Posted June 21, 2022

South Australia is set to cement its place as a leader in the space industry when it launches Kanyini, the first state-owned satellite next year.

By Isabella Kelly, Future Adelaide Intern

An artist’s impression of South Australia’s first satellite, Kanyini, which is a collaboration between some of the biggest names in the Australian space ecosystem.

South Australia’s own satellite is set to benefit the state when it launches next year in a collaboration between local leaders of the space industry.

Dubbed Kanyini, the satellite is being built by Inovor Technologies at Lot Fourteen, in partnership with space tech business Myriota, the SmartSAT Co-operative Research Centre and the South Australian Government.

Inovor Technologies founder and chief executive officer Dr Matthew Tetlow says the Kanyini project will provide a massive industry growth opportunity. Picture: Matt Turner

Set to make South Australia the first state with its own satellite, Kanyini will enhance Australia’s sovereign capabilities in the space sector.

“Ninety-five per cent of our information and space services come from satellites belonging to other countries. Anything could happen that can impact us having access to it,” mission director at SmartSAT CRC Peter Nikoloff says.

Inovor Technologies founder and chief executive officer Dr Matthew Tetlow says this project will also provide a massive industry growth opportunity.

“It’s an opportunity to accelerate spacecraft development in Australia, in particular South Australia,” Dr Tetlow says.

As the only satellite manufacturing company to be building satellites in Australia using an Australian supply chain, Inovor has been involved in the design, manufacture and testing of Kanyini.

SmartSAT CRC mission director Peter Nikoloff. Picture: AAP Image/James Elsby

Not only will Kanyini provide the state with a new independence, but it will also deliver potentially life-changing earth observation opportunities.

Myriota is designing the satellite’s two payloads, which co-founder and chief technology officer Dr David Haley says will provide valuable information.

“By providing access to critical data – anywhere and everywhere it’s needed – Kanyini will help improve and monitor water quality, crop health, and climate change variables,” Dr Haley says.

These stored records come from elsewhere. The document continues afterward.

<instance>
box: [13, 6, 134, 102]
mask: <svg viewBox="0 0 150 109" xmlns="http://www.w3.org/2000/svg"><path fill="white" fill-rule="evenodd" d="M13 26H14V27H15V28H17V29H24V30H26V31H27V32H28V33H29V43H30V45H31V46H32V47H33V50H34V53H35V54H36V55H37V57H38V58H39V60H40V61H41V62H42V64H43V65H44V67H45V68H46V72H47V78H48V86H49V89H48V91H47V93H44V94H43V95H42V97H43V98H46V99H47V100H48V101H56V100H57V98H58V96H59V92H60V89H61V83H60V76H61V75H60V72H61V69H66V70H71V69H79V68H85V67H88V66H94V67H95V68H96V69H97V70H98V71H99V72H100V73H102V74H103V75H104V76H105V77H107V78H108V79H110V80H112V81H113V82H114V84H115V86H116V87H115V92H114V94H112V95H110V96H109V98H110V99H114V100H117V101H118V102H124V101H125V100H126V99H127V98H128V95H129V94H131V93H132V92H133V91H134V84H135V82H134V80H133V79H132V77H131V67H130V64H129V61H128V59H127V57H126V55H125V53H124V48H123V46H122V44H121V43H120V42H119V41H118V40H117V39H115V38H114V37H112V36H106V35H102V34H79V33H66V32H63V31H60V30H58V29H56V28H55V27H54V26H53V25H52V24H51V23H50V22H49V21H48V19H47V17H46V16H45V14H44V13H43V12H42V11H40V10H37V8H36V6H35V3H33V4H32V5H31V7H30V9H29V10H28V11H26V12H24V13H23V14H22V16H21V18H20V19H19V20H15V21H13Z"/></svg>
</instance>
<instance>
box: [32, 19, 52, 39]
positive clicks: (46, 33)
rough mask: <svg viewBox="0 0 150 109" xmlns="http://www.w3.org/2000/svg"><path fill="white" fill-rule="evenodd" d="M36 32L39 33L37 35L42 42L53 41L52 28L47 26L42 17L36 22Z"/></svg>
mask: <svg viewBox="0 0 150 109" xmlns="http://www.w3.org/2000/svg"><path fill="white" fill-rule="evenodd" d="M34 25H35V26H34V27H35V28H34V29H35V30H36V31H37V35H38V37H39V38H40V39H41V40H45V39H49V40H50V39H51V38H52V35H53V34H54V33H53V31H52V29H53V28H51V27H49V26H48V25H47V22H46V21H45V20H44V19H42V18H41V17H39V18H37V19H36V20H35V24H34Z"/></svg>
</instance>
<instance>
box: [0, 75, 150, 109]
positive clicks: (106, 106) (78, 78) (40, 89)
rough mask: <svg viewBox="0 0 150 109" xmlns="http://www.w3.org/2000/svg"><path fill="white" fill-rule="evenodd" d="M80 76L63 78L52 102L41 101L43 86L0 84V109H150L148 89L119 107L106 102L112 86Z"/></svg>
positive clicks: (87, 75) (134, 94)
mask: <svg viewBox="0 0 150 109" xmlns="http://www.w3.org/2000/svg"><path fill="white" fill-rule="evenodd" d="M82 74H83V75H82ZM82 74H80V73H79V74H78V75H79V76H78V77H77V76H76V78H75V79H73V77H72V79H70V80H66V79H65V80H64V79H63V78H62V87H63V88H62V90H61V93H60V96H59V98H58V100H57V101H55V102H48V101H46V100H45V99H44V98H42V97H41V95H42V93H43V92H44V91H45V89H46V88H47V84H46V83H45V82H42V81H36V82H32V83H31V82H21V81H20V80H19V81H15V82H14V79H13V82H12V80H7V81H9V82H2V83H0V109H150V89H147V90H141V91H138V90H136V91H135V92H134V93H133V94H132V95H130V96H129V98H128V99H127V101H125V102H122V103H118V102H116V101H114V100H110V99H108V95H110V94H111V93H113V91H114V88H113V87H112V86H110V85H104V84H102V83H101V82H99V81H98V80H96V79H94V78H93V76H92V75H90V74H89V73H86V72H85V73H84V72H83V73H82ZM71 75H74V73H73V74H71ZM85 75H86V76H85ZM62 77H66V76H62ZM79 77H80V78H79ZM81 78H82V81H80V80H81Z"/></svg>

“One area that could be greatly impacted by Kanyini is the management of bushfire risk zones.

“The imager is able to measure plant growth which equates to fuel load … this can then be used to infer bushfire risk zones,” Dr Tetlow says.

Myriota co-founders Dr Alex Grant and Dr David Haley. Picture: Rosina Possingham.

This collaboration between some of the biggest names in the South Australian space ecosystem has been a success.

“The program is providing the perfect opportunity to share our collective experience and deliver an outcome for the South Australian space industry that is far greater than the sum of its parts,” Dr Haley says.

The South Australian-owned satellite Kanyini will be the first of many for the nation, with $1.2 billion of funding having recently been announced in the federal budget to go towards a constellation of four Australian-made and operated satellites.